Re: [PATCH v2 01/26] rculist: introduce list_next_or_null_rr_rcu()

From: Paul E. McKenney
Date: Sat May 19 2018 - 11:40:41 EST


On Fri, May 18, 2018 at 03:03:48PM +0200, Roman Pen wrote:
> Function is going to be used in transport over RDMA module
> in subsequent patches.
>
> Function returns next element in round-robin fashion,
> i.e. head will be skipped. NULL will be returned if list
> is observed as empty.
>
> Signed-off-by: Roman Pen <roman.penyaev@xxxxxxxxxxxxxxxx>
> Cc: Paul E. McKenney <paulmck@xxxxxxxxxxxxxxxxxx>
> Cc: linux-kernel@xxxxxxxxxxxxxxx
> ---
> include/linux/rculist.h | 19 +++++++++++++++++++
> 1 file changed, 19 insertions(+)
>
> diff --git a/include/linux/rculist.h b/include/linux/rculist.h
> index 127f534fec94..b0840d5ab25a 100644
> --- a/include/linux/rculist.h
> +++ b/include/linux/rculist.h
> @@ -339,6 +339,25 @@ static inline void list_splice_tail_init_rcu(struct list_head *list,
> })
>
> /**
> + * list_next_or_null_rr_rcu - get next list element in round-robin fashion.
> + * @head: the head for the list.
> + * @ptr: the list head to take the next element from.
> + * @type: the type of the struct this is embedded in.
> + * @memb: the name of the list_head within the struct.
> + *
> + * Next element returned in round-robin fashion, i.e. head will be skipped,
> + * but if list is observed as empty, NULL will be returned.
> + *
> + * This primitive may safely run concurrently with the _rcu list-mutation
> + * primitives such as list_add_rcu() as long as it's guarded by rcu_read_lock().

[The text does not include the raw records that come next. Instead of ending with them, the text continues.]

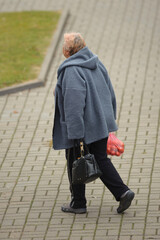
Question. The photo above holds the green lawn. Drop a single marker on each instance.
(24, 39)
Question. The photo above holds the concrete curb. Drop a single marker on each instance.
(46, 63)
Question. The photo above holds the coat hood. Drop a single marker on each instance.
(83, 58)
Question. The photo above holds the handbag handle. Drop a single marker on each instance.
(82, 145)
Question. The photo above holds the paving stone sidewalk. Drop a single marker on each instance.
(33, 179)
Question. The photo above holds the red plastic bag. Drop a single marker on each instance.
(114, 145)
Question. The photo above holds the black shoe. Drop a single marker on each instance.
(125, 201)
(67, 208)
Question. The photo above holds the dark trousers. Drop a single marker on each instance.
(110, 176)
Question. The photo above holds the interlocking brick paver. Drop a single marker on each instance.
(33, 177)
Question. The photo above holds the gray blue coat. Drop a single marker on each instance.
(85, 103)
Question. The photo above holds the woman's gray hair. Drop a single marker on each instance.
(73, 42)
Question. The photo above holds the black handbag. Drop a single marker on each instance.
(85, 169)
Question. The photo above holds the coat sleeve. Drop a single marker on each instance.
(114, 104)
(74, 95)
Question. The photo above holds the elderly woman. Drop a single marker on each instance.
(85, 108)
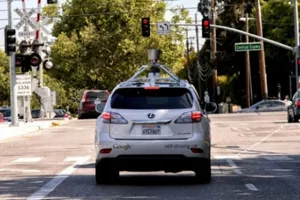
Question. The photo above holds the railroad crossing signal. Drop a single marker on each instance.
(205, 28)
(10, 40)
(146, 26)
(27, 61)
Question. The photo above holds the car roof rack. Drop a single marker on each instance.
(154, 67)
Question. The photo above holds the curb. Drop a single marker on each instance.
(32, 129)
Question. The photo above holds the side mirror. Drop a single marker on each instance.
(210, 107)
(100, 107)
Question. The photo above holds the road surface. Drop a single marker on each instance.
(254, 157)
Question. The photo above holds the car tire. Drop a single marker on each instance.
(290, 119)
(294, 119)
(203, 173)
(80, 117)
(105, 175)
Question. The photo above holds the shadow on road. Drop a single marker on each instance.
(225, 185)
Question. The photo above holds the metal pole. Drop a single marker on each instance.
(187, 54)
(296, 24)
(12, 75)
(248, 71)
(262, 64)
(198, 64)
(290, 85)
(214, 50)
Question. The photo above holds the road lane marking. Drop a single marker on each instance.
(224, 157)
(250, 122)
(72, 159)
(251, 187)
(277, 158)
(261, 141)
(24, 160)
(20, 170)
(233, 165)
(52, 184)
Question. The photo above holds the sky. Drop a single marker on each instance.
(190, 4)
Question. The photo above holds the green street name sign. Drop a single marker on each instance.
(252, 46)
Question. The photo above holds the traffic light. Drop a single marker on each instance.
(205, 28)
(10, 40)
(298, 65)
(19, 60)
(51, 1)
(35, 60)
(146, 26)
(35, 46)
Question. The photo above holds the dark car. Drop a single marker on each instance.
(266, 106)
(88, 102)
(6, 113)
(62, 113)
(293, 113)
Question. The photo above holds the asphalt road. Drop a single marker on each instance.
(255, 157)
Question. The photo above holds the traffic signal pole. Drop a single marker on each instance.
(12, 76)
(297, 53)
(214, 50)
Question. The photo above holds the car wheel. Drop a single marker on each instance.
(80, 116)
(203, 173)
(290, 119)
(296, 119)
(105, 175)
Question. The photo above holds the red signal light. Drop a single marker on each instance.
(206, 23)
(145, 21)
(34, 60)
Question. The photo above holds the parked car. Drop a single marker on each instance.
(62, 113)
(6, 113)
(293, 112)
(88, 101)
(266, 106)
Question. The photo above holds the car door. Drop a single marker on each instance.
(293, 106)
(277, 106)
(263, 106)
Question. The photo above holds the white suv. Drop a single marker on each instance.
(153, 124)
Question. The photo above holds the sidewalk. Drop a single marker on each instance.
(7, 132)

Of course, all the set of list_next_or_null_rr_rcu() invocations that
are round-robining a given list must all be under the same RCU read-side
critical section. For example, the following will break badly:

struct foo *take_rr_step(struct list_head *head, struct foo *ptr)
{
struct foo *ret;

rcu_read_lock();
ret = list_next_or_null_rr_rcu(head, ptr, struct foo, foolist);
rcu_read_unlock(); /* BUG */
return ret;
}

You need a big fat comment stating this, at the very least. The resulting
bug can be very hard to trigger and even harder to debug.

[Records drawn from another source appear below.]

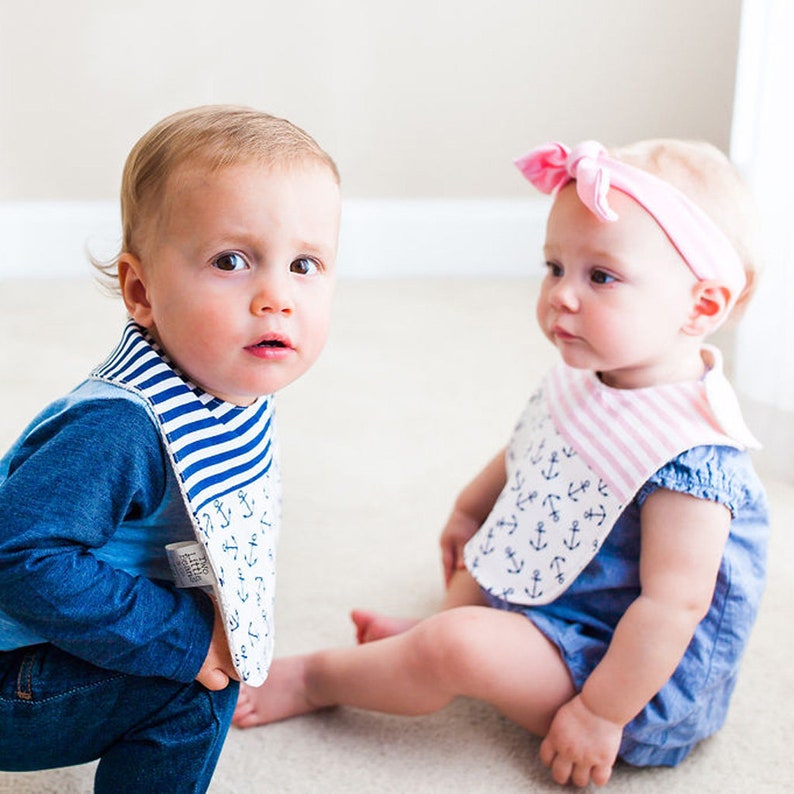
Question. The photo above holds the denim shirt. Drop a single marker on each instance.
(87, 502)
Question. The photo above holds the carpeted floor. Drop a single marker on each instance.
(420, 384)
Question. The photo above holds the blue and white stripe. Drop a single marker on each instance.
(216, 447)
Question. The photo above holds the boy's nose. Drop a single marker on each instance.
(273, 295)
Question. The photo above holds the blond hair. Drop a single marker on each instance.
(214, 137)
(708, 178)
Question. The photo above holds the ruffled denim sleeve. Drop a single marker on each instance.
(719, 474)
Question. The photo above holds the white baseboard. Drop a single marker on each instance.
(380, 238)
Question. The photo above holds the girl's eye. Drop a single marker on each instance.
(304, 266)
(601, 277)
(230, 262)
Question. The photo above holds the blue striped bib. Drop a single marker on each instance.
(226, 462)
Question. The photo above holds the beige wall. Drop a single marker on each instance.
(416, 98)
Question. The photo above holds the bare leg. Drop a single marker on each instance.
(495, 656)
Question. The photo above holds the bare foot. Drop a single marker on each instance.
(283, 695)
(371, 626)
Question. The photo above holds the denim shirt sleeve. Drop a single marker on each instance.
(70, 484)
(718, 474)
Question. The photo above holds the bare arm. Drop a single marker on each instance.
(470, 510)
(683, 539)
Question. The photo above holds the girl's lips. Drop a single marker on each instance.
(561, 334)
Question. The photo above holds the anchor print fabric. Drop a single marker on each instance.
(227, 465)
(549, 520)
(578, 455)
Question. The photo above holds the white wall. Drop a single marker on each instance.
(421, 99)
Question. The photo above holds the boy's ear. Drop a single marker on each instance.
(709, 309)
(132, 280)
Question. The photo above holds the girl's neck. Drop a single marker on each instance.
(674, 370)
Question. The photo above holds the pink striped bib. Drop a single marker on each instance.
(579, 454)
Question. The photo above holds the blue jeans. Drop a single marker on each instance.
(149, 734)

And yes, I know that the same restriction applies to list_next_rcu()
and friends. The difference is that if you try to invoke those in an
infinite loop, you will be rapped on the knuckles as soon as you hit
the list header. Without that knuckle-rapping, RCU CPU stall warnings
might tempt people to do something broken like take_rr_step() above.

Is it possible to instead do some sort of list_for_each_entry_rcu()-like
macro that makes it more obvious that the whole thing need to be under
a single RCU read-side critical section? Such a macro would of course be
an infinite loop if the list never went empty, so presumably there would
be a break or return statement in there somewhere.

> + */
> +#define list_next_or_null_rr_rcu(head, ptr, type, memb) \
> +({ \
> + list_next_or_null_rcu(head, ptr, type, memb) ?: \
> + list_next_or_null_rcu(head, READ_ONCE((ptr)->next), type, memb); \

Are there any uses for this outside of RDMA? If not, I am with Linus.
Define this within RDMA, where a smaller number of people can more
easily be kept aware of the restrictions on use. If it turns out to be
more generally useful, we can take a look at exactly what makes sense
more globally.

Even within RDMA, I strongly recommend the big fat comment called out above.
And the list_for_each_entry_rcu()-like formulation, if that can be made to
work within RDMA's code structure.

Seem reasonable, or am I missing something here?

Thanx, Paul

> +})
> +
> +/**
> * list_for_each_entry_rcu - iterate over rcu list of given type
> * @pos: the type * to use as a loop cursor.
> * @head: the head for your list.
> --
> 2.13.1
>